Micron at the center of new Onondaga County comprehensive plan
Onondaga County is proposing a new comprehensive plan that will drive development plans in central New York for years to come. As with most discussions swirling around central New York these days, Micron is in the middle of it.
Onondaga County has been trying to push forward a comprehensive plan for years. But it never really got anywhere.
"What’s different about other documents and this document, is because of the Micron opportunity, we can actually implement all of this, because there is an economic driver for all of this," said Onondaga County Executive Ryan McMahon.
The plan focuses on five areas: strong community centers, housing and neighborhoods, mobility, greenways and blueways, and agriculture. McMahon said the plan promotes four densely packed town centers that have a downtown feel, in the county’s northern suburbs. There’s potential for light rail service or other transportation options, and expanded outdoor recreation opportunities, with connecting pathways and waterways.
To get this document on the books, the County Legislature will have to approve it. Clay Republican Deb Cody doesn’t expect any roadblocks, with a vote possible in July.

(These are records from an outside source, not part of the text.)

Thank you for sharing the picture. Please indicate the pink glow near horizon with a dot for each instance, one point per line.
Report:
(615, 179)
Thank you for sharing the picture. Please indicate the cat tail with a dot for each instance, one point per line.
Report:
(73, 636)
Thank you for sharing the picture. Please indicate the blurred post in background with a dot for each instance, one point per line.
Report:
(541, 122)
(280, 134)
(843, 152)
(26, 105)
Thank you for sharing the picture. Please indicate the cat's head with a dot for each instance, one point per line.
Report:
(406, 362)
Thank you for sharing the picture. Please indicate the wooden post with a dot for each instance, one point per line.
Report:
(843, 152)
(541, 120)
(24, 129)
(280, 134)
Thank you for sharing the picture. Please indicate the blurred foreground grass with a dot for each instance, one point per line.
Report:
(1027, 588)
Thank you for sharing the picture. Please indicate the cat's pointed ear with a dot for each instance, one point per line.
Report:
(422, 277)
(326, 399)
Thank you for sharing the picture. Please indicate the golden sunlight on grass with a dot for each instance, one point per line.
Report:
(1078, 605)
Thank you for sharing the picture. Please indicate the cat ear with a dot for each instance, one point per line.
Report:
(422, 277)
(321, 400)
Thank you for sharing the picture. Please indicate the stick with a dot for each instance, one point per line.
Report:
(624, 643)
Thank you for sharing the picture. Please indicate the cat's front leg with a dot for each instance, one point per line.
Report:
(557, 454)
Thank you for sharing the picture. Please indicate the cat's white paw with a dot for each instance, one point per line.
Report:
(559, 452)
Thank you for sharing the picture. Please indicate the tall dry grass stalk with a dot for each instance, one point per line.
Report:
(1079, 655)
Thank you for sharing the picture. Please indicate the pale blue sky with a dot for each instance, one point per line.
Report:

"It’s not a political issue, this is for the good of the county, I think everybody is or should be excited about the opportunities, about the possibilities," Cody said.
For local governments, it provides a blueprint for how to handle an estimated 100,000 people who could move to central New York as Micron gears up to produce semiconductor chips in a mega-chip facility in the town of Clay. Clay Supervisor Damian Ulatowski said the plan will help the town weave together the many development issues it's going to face.
"We do need growth and we do need development, and let’s do it in a way that’s going to complement where people live and not infringe on where they live," Ulatowski said.
In the end, McMahon said this plan allows central New Yorkers to think differently about the place they call home.
"For years, we really didn’t value what we had in this community, and we didn’t think big enough and we weren’t aspirational enough," McMahon said. "Now, hopefully, that’s changing."
Plan Onondaga, also called Plan On, is available for the public to review. It gets its first public airing at an Onondaga County planning board meeting May 17.